Hal itu ditegaskan Asisten III Setda Papua Barat, Otto Parorongan saat memberikan arahan dalam Apel Gabungan ASN Pemprov, Senin (11/5/2026) di Kantor Gubernur PB, Arfai, Manokwari.

Otto menjelaskan, temuan itu berupa administrasi dan penyalahgunaan Keuangan. Hasil pemeriksaan tersebut kata dia, disampaikan BPK dalam agenda exit meeting yang dilaksanakan pada 7 Mei 2026 lalu.

“Dalam exit meeting itu ada 24 permasalahan yang disampaikan oleh BPK dan ditujukan kepada 24 perangkat daerah,” ujar Otto.

Ia mengatakan, Gubernur Papua Barat sebelumnya telah memimpin rapat bersama 24 pimpinan perangkat daerah pada 8 Mei 2026 untuk membahas tindak lanjut atas temuan tersebut.

Menurut Otto, seluruh OPD diberikan waktu hingga 30 Mei 2026 untuk menyelesaikan tindak lanjut, baik yang berkaitan dengan administrasi maupun temuan material.

“Yang paling cepat dilakukan tindak lanjut adalah administrasi. Karena itu segera dilakukan. Kemudian yang berhubungan dengan pihak ketiga juga segera melakukan komunikasi untuk menyelesaikan temuan-temuan material,” katanya.

Otto menegaskan, percepatan penyelesaian hasil temuan BPK akan menjadi salah satu faktor penting dalam penilaian opini terhadap Pemerintah Provinsi Papua Barat.

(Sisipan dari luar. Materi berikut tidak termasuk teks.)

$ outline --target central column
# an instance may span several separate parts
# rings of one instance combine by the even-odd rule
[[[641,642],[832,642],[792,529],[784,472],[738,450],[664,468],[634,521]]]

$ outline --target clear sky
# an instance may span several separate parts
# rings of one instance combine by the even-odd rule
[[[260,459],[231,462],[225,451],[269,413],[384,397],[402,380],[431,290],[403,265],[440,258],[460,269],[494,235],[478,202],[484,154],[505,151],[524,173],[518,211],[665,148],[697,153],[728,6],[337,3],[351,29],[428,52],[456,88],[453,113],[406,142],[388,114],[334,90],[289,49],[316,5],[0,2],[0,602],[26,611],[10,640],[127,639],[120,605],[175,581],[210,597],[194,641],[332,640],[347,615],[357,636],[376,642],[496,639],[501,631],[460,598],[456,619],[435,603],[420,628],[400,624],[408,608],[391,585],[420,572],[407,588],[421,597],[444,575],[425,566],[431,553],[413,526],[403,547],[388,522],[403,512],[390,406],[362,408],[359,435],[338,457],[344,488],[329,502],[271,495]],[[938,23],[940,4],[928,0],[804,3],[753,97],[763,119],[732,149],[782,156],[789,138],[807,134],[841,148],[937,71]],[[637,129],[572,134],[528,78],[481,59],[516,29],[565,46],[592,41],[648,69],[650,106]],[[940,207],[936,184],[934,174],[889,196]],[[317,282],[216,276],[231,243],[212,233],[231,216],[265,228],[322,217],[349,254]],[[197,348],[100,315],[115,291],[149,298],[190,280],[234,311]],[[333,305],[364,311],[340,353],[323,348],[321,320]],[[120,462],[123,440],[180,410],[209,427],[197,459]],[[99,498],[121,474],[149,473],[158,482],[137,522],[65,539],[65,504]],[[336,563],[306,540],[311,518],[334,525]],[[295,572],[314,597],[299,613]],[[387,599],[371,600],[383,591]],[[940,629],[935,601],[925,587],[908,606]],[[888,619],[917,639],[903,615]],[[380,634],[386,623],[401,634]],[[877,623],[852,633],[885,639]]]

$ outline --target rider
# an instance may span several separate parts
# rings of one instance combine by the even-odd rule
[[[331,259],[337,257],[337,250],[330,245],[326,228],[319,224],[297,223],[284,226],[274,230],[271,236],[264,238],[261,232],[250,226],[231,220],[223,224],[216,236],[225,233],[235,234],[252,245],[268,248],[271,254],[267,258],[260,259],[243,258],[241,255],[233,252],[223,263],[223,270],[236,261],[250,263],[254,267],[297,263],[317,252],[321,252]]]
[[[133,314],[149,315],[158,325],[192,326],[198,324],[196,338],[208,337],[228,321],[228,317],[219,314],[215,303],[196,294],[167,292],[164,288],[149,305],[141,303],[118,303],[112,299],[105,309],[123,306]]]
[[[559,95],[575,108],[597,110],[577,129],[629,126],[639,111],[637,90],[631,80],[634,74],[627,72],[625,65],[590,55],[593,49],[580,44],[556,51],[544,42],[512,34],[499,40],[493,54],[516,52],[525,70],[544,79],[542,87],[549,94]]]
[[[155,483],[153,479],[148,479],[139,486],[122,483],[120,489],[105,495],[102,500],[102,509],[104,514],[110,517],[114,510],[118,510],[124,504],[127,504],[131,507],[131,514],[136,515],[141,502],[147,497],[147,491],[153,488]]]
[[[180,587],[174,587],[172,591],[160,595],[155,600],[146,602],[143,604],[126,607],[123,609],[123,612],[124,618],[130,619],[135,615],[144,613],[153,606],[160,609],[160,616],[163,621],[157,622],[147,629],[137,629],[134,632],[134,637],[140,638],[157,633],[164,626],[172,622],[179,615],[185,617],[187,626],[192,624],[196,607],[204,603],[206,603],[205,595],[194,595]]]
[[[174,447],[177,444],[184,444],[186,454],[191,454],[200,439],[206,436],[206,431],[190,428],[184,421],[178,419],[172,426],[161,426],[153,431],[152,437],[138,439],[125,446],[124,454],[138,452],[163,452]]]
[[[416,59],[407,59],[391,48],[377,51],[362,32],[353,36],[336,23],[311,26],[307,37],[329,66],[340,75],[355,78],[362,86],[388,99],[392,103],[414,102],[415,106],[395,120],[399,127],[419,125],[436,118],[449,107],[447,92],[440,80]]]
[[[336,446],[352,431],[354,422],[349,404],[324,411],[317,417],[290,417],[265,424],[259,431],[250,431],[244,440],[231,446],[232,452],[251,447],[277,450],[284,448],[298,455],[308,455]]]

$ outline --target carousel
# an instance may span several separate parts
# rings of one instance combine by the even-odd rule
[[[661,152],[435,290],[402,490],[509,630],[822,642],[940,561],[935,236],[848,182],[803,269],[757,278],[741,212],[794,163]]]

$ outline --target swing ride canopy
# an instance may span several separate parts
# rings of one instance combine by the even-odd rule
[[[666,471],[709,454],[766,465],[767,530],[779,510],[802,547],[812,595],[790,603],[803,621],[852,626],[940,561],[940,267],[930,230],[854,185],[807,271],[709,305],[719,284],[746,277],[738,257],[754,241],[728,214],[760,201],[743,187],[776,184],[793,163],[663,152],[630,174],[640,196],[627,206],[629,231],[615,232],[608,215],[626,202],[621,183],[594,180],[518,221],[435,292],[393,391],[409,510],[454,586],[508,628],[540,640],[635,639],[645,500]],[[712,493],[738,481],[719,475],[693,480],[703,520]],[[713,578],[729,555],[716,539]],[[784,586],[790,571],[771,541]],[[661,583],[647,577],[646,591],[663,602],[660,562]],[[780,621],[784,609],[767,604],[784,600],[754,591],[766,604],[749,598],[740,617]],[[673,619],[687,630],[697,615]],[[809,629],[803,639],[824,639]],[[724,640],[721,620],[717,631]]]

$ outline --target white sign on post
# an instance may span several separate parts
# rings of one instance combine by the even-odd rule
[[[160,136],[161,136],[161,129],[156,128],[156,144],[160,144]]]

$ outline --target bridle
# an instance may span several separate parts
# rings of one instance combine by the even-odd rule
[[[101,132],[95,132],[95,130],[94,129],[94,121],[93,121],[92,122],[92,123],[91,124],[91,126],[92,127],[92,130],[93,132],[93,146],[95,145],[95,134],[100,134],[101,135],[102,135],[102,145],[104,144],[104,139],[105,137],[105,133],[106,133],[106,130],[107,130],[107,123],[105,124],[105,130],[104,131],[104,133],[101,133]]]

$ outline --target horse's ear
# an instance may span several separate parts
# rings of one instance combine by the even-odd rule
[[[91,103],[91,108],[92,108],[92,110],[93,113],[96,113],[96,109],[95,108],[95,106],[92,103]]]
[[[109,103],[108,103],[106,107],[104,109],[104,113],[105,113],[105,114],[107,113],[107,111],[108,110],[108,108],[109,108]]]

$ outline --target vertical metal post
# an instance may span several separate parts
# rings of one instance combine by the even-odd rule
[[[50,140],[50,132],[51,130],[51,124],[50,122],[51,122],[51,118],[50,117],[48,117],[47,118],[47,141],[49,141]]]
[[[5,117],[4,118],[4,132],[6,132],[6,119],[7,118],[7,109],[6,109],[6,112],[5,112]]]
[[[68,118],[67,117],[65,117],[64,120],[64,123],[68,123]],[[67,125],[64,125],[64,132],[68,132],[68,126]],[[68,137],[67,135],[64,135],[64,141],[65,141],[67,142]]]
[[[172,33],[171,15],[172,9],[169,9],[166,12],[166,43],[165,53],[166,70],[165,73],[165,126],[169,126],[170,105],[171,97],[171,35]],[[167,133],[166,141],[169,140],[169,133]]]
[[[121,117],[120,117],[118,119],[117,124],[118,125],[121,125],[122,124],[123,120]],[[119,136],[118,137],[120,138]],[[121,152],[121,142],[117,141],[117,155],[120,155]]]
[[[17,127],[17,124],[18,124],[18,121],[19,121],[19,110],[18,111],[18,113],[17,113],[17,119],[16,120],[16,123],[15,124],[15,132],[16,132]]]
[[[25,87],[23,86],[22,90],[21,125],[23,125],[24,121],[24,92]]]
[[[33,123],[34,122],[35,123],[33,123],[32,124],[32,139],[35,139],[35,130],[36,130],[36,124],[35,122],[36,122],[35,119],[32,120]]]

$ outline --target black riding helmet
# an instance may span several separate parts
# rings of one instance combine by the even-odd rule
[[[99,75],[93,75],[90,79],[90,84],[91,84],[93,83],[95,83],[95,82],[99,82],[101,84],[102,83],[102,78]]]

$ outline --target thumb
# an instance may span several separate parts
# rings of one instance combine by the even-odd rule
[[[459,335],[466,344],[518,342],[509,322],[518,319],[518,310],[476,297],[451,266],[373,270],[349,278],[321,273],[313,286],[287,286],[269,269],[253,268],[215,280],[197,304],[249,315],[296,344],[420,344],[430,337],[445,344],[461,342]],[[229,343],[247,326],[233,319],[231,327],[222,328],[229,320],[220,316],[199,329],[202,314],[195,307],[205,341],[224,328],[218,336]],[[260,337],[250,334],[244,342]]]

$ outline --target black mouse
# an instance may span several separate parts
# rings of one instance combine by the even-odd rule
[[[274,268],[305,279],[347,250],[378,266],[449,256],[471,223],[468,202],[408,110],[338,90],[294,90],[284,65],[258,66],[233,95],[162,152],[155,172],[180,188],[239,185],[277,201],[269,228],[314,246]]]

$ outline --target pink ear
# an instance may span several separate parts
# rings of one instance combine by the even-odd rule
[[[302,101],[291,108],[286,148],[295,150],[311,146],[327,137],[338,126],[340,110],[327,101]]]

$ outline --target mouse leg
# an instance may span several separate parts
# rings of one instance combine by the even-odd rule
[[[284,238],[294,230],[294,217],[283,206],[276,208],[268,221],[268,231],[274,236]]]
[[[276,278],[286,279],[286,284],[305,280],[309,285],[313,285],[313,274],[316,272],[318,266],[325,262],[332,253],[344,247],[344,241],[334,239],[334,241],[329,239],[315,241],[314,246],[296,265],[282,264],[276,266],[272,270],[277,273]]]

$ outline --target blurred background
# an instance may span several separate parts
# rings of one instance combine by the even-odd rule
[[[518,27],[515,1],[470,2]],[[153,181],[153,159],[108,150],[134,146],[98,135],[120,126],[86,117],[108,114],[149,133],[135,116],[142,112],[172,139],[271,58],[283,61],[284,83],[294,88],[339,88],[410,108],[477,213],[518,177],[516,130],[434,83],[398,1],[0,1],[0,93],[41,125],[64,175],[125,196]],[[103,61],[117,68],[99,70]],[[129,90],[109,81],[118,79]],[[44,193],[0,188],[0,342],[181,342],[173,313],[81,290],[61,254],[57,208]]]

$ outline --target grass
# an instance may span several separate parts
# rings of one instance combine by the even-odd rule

“Kecepatan tindak lanjut dari bapak ibu sekalian akan menjadi dasar pemberian opini kepada Pemerintah Provinsi Papua Barat,” ucapnya.

Ia berharap seluruh perangkat daerah dapat serius menyelesaikan seluruh rekomendasi pemeriksaan agar Pemprov Papua Barat memperoleh opini yang lebih baik dibanding tahun-tahun sebelumnya.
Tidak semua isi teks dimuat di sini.